You can get a tremendous amount of information online to help you decide where to invest, but if you don’t know what to do with that information, you are unlikely to be successful in the long run, as pointed out by Russell Wayne CFP on the website Investopedia. Finding a financial planner who you can trust and with whom you will be comfortable will be the difference between the right road to worthwhile retirement planning and personal wealth management and ending up at a dead end.

Why shouldn’t you just trust a stockbroker? A stockbroker is a salesman, not a portfolio manager or knowledgeable analyst of the broad range of investment opportunities.  And in most cases, the cost of working with a stockbroker will be significantly higher than being helped by a financial planning specialist.

That being said, you need to know what to look for in a financial planner to make sure that your nest egg is in good hands. So here are the 5 essential requirements that you should look for in anyone giving you financial planning advice:

  1. Experience
    You must insist on someone who has at least 10 years of experience in the industry; even better would be someone who has been involved through the downturn of 2008-9 or longer.  This experience should include a substantial amount of portfolio management and financial planning with clients having similar situations and objectives.

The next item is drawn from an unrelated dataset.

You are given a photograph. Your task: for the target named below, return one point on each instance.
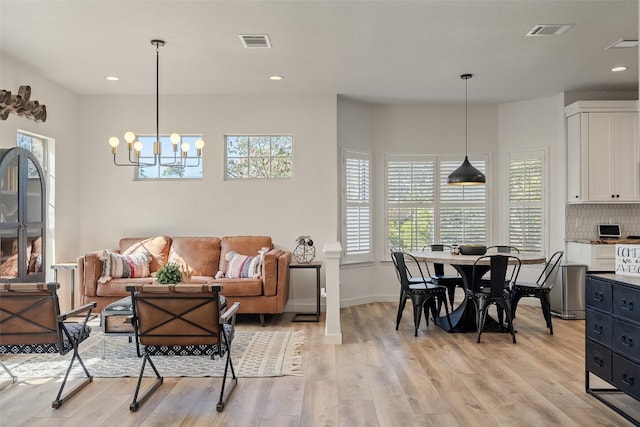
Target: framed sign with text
(628, 260)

  1. Transparent Fee Structure
    Hidden fees are unexpected and unwelcome surprises. You must learn in advance what your costs will be.  The costs are generally of three types: fee-only, fee-based, and commission-based.  Fee-only means exactly that: a flat annual fee or a fee based on a percentage of the assets under management.  For financial plans, there would be a flat fee.  Fee-based means there is a fee component and in addition there may be commissions for other products, such as annuities or life insurance, that may be offered.  Commissions are sales charges for products sold.
     
    The fee-only approach is the most transparent and least conflicted since recommendations will be based solely on what’s in the client’s best interest.  Whether or not the recommendation is accepted there will be no difference in the charges involved.  A commission-based arrangement is the polar opposite.  Every recommendation comes with a prospective incentive for the salesperson.  That does not put the client’s interest first.




  1. Clean Record
    It is crucial that you do your research to ensure that your financial planner has a clean disciplinary record. You can access this information by looking for their Form ADV (the required disclosure form found online at https://brokercheck.finra.org), searching by the name of the financial planner or the firm. The ADV will tell you if there have been any issues with the law or the securities regulators.  Avoid planners with marks on their records.



  1. Certifications and Designations
    There are many different certifications and designations that a financial planner can have, but only two are meaningful: Certified Financial Planner (CFP) and Chartered Financial Analyst (CFA).  Both require years of preparation and must pass rigorous testing.  CFPs have a broad-based range of knowledge including investments, budgeting, debt management, education planning, retirement planning, estate planning, taxes, and insurance.  They run the gamut of the areas that are of most concern to individuals.  CFAs, however, focus primarily on the intricacies of investments and are usually employed by major institutional investors, rather than working with the public.
     
    The objective here is to find a planner who you can trust, who is knowledgeable, and who can provide you with the best help possible.




  1. Standard of Care
    This is a critical distinction.  Registered investment advisory firms (also known as RIAs) must put their client’s best interest first since they are legally required to be fiduciaries.  This is different from advisors at banks or brokerage houses.  Those “advisors” are currently held to a much lower standard: suitability.  They are required only to select and recommend services that may be suitable for you, but those services may not necessarily be in your best interest or, for that matter, available at the least cost.